Dimanche 30 décembre, lavée par une pluie diluvienne, purifiée peut-être par les prières d’un culte œcuménique sinon rassérénée par les adresses télévisées du chef de l’Etat sortant [Joseph Kabila au pouvoir depuis janvier 2001] et les ultimes explications de Corneille Nangaa au nom de la Ceni [Commission électorale nationale indépendante], l’immense métropole s’est réveillée plus légère. Les policiers, de faction devant les écoles, faisaient des clins d’yeux aux enfants et bavardaient avec les plus matinaux.
A cause de la pluie, d’une aube d’orage qui tardait à se lever, les électeurs ne se sont pas pressés dans les centres de vote et durant la matinée, c’est au rythme d’une promenade dominicale que les Kinois se sont dirigés vers les écoles de leur quartier. Placardées sur les murs depuis la veille, des affiches indiquaient à chacun son bureau de vote et dans les salles de classe, bancs bien rangés, tableau noir effacé, tout était prêt.
«Plus facile qu’un smartphone!»
Et surtout, à côté de la table réservée au président du bureau, en face du banc des témoins, trônait la nouvelle héroïne du Congo, la désormais fameuse machine à voter dissimulée derrière un isoloir de toile blanche. A l’école Saint-Joseph, derrière la gare centrale, Mme Baseya, habillée comme pour se rendre à une fête ou à une messe solennelle, n’en revient pas: en trente secondes son vote a été expédié!

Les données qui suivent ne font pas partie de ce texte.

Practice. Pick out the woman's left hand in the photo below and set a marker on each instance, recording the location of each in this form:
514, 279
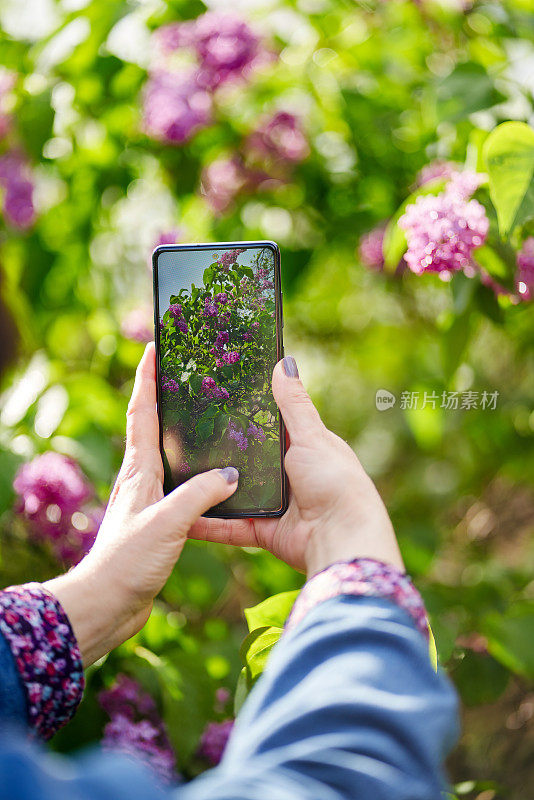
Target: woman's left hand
108, 595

Elle avait bien mémorisé le numéro des députés provinciaux et nationaux de son choix, introduit les chiffres sur l’écran et fait de même pour les candidats à la présidentielle. «C’est encore plus facile que de retirer des billets à la banque ou d’utiliser son smartphone!», s’exclame-t-elle.
La plupart des électeurs ont moins de facilité, mais rien ne les décourage. Au lycée Kabambare, Sylvestre, qui affiche gaillardement ses 77 ans, ne se plaint pas de la file qui s’allonge à mesure que la matinée avance: «Si je ne m’en sors pas, je demanderai de l’aide… De toute façon, pour rien au monde je ne me serais privé d’aller voter. Il y a longtemps que j’attendais ce jour et enfin il est devenu réalité…» Pour cet ancien ouvrier des chantiers navals de Chanimetal, le changement dont il rêve n’est pas un principe abstrait: «Après 34 ans de bons et loyaux services, j’ai été licencié sans retraite ni indemnités et j’espère bien qu’un jour mes droits à la pension seront rétablis…»
Le précédant dans la file, de jeunes universitaires approuvent le vieux papa: sortis de l’Université de Kinshasa voici quelques années, ils n’ont pas trouvé de travail et sont fatigués de vivre en vendant des cartes de téléphone et des «unités»…
Alors que les policiers canalisent la foule avec des gestes patients, étonnamment doux, les électeurs endimanchés partagent leurs rêves, leurs aspirations. Très librement, les gens s’expriment: quelques bourgeois soulignent l’expérience de Shadary, les plus jeunes visiblement acquis à Fayulu – Mafa pour les intimes – estiment que lui seul apportera le changement…
Le préfet impose le silence
Mais dans le bureau de vote proprement dit règne un silence de cathédrale: les électeurs sont graves, concentrés, le président du bureau et ses assesseurs scrutent scrupuleusement les cartes des témoins. «J’ai placé ici mes meilleurs enseignants, nous explique le préfet du lycée, c’est le prof de géographie qui surveille l’usage de la machine et presse les traînards d’avancer ou de demander de l’aide à un autre électeur, c’est le préfet de discipline qui impose le silence et la concentration…»
Tout se déroule tellement bien dans ces communes proches du centre-ville qu’il nous faut mettre le cap sur N’Djili, ce fameux district de Tshangu, l’un des plus remuants de la ville, d’où partent toutes les colères populaires. La veille en effet, on pouvait y craindre le pire. A quinze heures, les machines n’étaient pas encore arrivées, un candidat député, le docteur Priya, fraîchement débarqué du Val-d’Oise où il exerce comme anesthésiste, éructait que dans ces quartiers acquis à l’opposition, on a délibérément réduit le nombre de machines à voter et il concluait: «Ici, c’est comme à Beni où les gens ont été privés de leur vote…». C’était l’ère du soupçon, les malédictions pointaient, la colère n’était pas loin.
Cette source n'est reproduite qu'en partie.